Dans certains pays (France, Suisse), la négation du génocide arménien est considérée comme un délit pénal, plusieurs personnes ont déjà été condamnées. Les assassinats assyriens comme une sorte de génocide n'ont jusqu'à présent été reconnus que par la Suède, l'État australien de Nouvelle-Galles du Sud et l'État américain de New York.
La Turquie dépense beaucoup en campagnes de relations publiques et fait des dons aux universités dont les professeurs occupent une position similaire à celle de la Turquie. Discuter de manière critique de la version « kémaliste » de l'histoire en Turquie est considéré comme un crime, ce qui complique le débat dans la société, bien que ces dernières années les intellectuels, la presse et la société civile aient commencé à discuter de la « question arménienne ». Cela provoque un rejet brutal des nationalistes et des autorités - les intellectuels "dissidents", essayant de s'excuser auprès des Arméniens, sont empoisonnés par tous les moyens.

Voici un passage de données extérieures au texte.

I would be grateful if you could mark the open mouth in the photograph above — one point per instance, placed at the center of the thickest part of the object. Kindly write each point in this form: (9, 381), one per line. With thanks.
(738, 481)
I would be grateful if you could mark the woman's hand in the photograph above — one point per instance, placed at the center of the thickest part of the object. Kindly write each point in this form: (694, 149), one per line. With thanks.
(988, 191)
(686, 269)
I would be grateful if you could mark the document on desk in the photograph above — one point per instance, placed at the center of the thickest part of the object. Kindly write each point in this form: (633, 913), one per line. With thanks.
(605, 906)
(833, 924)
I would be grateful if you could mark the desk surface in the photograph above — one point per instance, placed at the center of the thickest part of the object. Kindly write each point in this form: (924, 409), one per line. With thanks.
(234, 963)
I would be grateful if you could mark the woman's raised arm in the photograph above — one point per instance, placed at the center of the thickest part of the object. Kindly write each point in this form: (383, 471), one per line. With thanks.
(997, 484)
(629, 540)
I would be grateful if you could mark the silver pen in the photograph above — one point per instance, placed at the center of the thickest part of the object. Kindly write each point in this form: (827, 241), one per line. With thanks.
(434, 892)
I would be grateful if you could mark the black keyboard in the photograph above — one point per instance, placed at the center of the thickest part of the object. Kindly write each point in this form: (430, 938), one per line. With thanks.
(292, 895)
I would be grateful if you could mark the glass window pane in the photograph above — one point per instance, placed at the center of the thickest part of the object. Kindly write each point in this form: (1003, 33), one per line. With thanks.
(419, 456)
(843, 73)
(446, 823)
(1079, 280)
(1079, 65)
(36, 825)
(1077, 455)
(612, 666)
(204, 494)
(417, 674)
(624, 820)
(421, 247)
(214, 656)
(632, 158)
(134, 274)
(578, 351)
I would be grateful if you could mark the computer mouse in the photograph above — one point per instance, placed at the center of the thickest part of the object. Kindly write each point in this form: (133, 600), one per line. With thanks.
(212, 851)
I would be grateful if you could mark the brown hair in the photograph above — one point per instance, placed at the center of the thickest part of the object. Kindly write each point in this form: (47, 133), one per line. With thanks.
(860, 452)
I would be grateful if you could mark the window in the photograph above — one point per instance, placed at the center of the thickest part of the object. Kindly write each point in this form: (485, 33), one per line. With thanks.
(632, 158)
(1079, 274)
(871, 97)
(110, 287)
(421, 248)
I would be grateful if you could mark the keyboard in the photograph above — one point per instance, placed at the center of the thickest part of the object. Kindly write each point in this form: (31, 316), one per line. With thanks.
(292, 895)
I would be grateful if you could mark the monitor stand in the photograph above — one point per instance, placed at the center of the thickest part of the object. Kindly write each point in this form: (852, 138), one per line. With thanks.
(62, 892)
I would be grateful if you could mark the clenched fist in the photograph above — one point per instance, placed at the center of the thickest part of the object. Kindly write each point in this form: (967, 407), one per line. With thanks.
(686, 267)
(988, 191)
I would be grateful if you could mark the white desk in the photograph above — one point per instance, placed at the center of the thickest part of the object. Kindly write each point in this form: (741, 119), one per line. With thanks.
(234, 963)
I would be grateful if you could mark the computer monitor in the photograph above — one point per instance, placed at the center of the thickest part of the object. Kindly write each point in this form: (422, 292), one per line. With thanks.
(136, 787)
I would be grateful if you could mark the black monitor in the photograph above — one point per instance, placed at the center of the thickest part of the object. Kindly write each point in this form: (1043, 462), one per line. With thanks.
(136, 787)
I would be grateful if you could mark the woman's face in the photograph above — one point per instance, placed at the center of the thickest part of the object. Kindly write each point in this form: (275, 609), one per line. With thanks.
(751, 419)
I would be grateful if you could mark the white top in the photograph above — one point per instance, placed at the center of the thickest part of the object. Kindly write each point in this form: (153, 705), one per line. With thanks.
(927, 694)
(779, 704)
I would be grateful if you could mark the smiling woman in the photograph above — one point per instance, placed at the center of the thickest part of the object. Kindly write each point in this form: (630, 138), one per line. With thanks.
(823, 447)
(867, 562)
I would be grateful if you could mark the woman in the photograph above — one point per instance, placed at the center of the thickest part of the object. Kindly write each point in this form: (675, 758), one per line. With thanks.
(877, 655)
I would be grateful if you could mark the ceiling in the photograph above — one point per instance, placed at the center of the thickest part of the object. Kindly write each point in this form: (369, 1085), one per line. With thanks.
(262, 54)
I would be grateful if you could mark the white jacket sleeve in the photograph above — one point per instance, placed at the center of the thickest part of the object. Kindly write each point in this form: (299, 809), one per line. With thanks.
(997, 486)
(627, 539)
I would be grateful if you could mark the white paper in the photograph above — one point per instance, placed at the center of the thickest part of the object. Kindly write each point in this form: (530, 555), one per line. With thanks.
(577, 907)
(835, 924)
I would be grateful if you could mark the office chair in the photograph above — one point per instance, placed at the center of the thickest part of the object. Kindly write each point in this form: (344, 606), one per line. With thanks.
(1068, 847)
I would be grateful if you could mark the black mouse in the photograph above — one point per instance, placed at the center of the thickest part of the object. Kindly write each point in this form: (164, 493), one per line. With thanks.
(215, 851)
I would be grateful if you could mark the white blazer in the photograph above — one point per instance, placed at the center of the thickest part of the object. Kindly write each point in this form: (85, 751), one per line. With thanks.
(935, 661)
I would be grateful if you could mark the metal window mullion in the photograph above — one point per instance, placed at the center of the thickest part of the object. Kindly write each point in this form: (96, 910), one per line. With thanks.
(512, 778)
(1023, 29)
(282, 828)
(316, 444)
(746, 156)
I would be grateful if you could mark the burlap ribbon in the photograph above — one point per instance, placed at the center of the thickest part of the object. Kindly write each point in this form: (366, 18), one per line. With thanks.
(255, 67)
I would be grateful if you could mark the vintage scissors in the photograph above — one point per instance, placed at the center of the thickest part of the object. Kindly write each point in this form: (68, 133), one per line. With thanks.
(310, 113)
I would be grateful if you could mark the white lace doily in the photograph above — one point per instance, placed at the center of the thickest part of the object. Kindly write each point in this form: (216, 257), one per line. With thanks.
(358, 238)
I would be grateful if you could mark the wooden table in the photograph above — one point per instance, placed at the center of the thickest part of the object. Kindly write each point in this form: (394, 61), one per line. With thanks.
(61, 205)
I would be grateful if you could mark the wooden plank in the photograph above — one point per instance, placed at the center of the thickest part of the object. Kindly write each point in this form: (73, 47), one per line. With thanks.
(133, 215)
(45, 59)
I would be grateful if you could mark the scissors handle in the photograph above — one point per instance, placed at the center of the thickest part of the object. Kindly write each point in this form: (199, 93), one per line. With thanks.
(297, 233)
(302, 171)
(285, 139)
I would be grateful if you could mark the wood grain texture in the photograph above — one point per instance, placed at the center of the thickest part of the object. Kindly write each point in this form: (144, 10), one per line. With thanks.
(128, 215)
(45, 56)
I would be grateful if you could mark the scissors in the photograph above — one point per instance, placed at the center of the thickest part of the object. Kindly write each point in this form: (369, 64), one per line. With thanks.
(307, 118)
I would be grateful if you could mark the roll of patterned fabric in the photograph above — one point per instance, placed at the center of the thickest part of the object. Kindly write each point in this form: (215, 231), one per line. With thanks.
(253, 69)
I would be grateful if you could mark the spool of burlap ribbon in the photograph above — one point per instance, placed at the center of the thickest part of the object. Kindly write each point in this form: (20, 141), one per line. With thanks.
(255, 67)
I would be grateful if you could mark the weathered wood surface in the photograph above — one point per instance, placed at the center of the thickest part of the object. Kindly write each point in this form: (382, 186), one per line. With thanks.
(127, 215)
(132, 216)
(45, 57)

Les victimes les plus célèbres sont l'écrivain turc, lauréat du prix Nobel de littérature, Orhan Pamuk, contraint de vivre à l'étranger, et le journaliste Hrant Dink, rédacteur en chef d'un journal pour la désormais très petite communauté arménienne de Turquie, tué en 2007 par un nationaliste turc.. Ses funérailles à Istanbul se sont transformées en une manifestation, où des dizaines de milliers de Turcs ont défilé avec des pancartes « Nous sommes tous Arméniens, nous sommes tous Grant.